CATANIA – “Ho chiamato un laboratorio privato e verranno, non so quando, a farmi il tampone a domicilio. Mi costerà 70 euro, ma non so più a quale santo rivolgermi. Sono bloccato a casa dal 2 novembre come sospetto Covid”. Un altro recluso dell’emergenza Covid, ma questa volta la sua storia è ancora più particolare perché Bruno Franco, dipendente di un’azienda pubblica catanese, da quando il medico di base ha comunicato all’Asp la “possibilità” di positività da coronavirus non ha ricevuto alcuna telefonata, mail o comunicazione per il tanto agognato “tampone” che potesse certificare il “contagio”.
“Ho provato a chiamare diversi numeri, il mio medico ha inoltrato la segnalazione all’Asp tre volte ma io rimango a casa e senza una certificazione ufficiale non posso tornare nemmeno a lavoro”, insiste il 49enne ancora costernato da quanto gli è accaduto e gli sta succedendo. “Ho avuto la febbre nei primi giorni e non avevo più sentore di gusti e odori, per questo il mio medico mi ha fatto seguire la terapia domiciliare.
E ora sto bene, ma comunque ancora oggi non so se sono affetto da Covid-19 o meno”. Una volta guarito ha tentato il tutto per tutto per poter riuscire a mettersi in contatto con gli uffici Asp ma ad oggi nulla. “Io vivo da solo e per sbloccare questa situazione visto che le strade ufficiali non mi hanno portato da nessuna parte ho deciso di chiamare un privato.
Ma le sembra giusto?

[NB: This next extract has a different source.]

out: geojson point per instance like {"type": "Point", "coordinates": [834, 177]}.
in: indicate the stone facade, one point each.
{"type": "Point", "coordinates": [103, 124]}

A me no”, racconta con un pizzico di amarezza. “La mia odissea non è ancora terminata, perché dopo che il medico privato avrà eseguito il tampone a domicilio e mi darà il risultato poi dovrà comunque comunicarlo all’Asp. Che dovrà poi, in base al risultato, avviare la procedura. E allora mi chiedo: quando potrò mettere il naso fuori di casa?”
Un altro interrogativo è: ma la “legge dei 21 giorni” vale anche per un sospetto Covid, o si applica solo a chi ha avuto già l’esito di un tampone. Una matassa da cui Bruno non sa come districarsi.